Denetdale recalled that in 2012, the NNHRC held its first hearing on the status of Navajo women and gender violence to ascertain the extent of the issues and problems. The day-long session in St. Michaels revealed that women experience violence at far greater rates than men and that the violence is often unreported and undocumented. If it is reported, it is not addressed in a meaningful way.

For example she said she received testimony about a young girl calling the Navajo Nation police when her mother and father both started beating her.

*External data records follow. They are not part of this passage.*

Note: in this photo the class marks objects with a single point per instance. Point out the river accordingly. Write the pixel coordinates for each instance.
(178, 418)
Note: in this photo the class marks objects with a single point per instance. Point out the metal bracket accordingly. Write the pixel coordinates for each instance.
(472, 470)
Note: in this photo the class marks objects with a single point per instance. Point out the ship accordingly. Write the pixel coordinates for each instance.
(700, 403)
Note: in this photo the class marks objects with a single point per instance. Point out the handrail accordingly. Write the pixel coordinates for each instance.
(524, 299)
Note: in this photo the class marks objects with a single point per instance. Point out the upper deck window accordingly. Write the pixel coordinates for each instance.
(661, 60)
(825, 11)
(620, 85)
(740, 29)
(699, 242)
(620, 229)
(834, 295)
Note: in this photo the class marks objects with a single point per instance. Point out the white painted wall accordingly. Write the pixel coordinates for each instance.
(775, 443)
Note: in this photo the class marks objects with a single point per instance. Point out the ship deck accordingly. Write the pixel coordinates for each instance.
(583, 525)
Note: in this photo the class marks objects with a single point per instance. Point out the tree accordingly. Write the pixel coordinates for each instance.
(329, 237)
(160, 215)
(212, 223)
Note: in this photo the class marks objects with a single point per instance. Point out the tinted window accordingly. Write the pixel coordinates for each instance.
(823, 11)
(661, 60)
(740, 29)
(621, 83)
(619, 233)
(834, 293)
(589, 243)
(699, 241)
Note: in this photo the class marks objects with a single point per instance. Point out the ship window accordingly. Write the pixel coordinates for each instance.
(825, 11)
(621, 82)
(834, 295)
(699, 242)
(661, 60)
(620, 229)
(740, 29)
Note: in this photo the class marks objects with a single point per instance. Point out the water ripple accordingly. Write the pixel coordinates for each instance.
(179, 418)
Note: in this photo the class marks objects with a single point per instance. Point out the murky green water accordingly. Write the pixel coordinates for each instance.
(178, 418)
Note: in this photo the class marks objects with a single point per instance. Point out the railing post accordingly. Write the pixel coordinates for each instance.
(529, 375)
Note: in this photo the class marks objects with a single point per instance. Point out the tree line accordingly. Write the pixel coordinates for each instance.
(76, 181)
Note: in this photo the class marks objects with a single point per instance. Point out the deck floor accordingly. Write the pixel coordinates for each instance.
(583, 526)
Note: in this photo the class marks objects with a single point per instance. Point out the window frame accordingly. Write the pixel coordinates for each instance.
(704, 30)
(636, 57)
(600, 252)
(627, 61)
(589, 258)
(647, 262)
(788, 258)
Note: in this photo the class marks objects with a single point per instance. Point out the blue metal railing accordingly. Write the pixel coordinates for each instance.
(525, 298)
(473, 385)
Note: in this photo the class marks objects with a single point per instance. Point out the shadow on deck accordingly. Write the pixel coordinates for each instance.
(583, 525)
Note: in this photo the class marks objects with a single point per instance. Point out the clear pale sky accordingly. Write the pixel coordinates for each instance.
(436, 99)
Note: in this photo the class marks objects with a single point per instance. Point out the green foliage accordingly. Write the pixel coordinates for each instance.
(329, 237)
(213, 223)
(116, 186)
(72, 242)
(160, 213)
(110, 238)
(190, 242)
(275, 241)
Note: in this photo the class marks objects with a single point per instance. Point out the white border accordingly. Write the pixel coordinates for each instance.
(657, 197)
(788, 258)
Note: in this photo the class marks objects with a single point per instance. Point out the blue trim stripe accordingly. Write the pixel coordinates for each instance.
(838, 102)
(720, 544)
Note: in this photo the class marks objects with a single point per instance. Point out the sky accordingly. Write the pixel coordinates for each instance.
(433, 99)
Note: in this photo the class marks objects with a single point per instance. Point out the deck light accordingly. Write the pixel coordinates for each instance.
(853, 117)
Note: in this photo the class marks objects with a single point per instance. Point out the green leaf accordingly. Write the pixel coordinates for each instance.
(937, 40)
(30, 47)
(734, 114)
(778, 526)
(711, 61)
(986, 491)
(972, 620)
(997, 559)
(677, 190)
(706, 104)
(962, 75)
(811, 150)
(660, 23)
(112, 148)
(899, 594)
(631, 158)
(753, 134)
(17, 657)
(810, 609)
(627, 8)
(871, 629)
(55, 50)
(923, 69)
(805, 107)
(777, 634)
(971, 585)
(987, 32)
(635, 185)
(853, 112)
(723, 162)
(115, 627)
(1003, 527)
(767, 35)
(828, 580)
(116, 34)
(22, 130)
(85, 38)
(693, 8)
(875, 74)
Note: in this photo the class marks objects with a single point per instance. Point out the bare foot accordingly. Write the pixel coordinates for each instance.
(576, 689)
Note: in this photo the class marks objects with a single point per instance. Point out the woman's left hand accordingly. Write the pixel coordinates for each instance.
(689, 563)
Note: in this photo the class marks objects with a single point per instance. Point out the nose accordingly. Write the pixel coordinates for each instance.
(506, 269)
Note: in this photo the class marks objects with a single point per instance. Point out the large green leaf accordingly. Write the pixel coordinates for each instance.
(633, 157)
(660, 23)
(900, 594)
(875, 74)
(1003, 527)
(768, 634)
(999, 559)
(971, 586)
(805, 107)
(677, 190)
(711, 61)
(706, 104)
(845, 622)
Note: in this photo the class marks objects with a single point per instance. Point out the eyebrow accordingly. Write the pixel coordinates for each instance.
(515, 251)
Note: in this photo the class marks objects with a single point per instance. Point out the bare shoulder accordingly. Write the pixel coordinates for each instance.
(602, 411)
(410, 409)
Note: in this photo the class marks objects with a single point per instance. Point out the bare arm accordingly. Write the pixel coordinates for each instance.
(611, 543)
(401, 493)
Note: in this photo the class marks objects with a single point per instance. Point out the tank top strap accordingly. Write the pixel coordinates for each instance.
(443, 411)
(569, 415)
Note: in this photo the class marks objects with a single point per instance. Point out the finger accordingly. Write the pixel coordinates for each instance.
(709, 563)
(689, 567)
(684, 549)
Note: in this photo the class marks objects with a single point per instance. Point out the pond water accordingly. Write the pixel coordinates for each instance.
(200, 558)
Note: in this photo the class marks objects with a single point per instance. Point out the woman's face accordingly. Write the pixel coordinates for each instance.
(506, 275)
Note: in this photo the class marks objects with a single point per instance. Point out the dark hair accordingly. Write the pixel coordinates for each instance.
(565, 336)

When the tribal police officer arrived, he scolded the girl for not following the teachings of her parents.

Denetdale also said that private attorney Jim Zion, who specializes in domestic violence cases, informed her that domestic violence has significantly increased from 1995 to 2002.

In one Navajo reservation community, it was reported that there were 500 domestic violence cases, she added.

Denetdale also recalled that the first Navajo symposium on LGBTQs in 2013 in Window Rock revealed that Navajo LBGTQs also experience violence because of their identities and sexuality.

She noted that international attention to violence against Native women and investigations by Amnesty International revealed that Native women in Canada and the U.S. were targets of epidemic violence, which pushed President Obama to sign the Violence Against Women Act and the Navajo Nation Council to approve the Violence Against Family Act, which criminalized domestic violence.

Denetdale credited all those activities and actions for prompting the Navajo Human Rights Commission to host the conversations and working session with the Dine’ medicine people.

The Oct. 31 and Nov. 1 sessions are a part of a series of NNHRC events and data gathering to address epidemic gender violence and to explore how the United Nations Declaration on the Rights of Indigenous Peoples could be an effective mechanism to restore Navajo women to their prominent and respected roles in Navajo society.

On Dec. 18, 2014, the Navajo Human Rights Commission will hold the first of three public hearings public to gather more information from Navajo citizens on the nature and extent of gender violence.

The Dec. 18 hearing is at the Navajo Nation Museum in Window Rock, Ariz. The Jan 15, 2014, hearing is at the Tuba City, Ariz., Chapter. And the Feb. 19, 2013, hearing is at the Shiprock, N.M., Chapter. All the hearings are from 10 a.m. to 5 p.m. and the public is encouraged to attend and participate.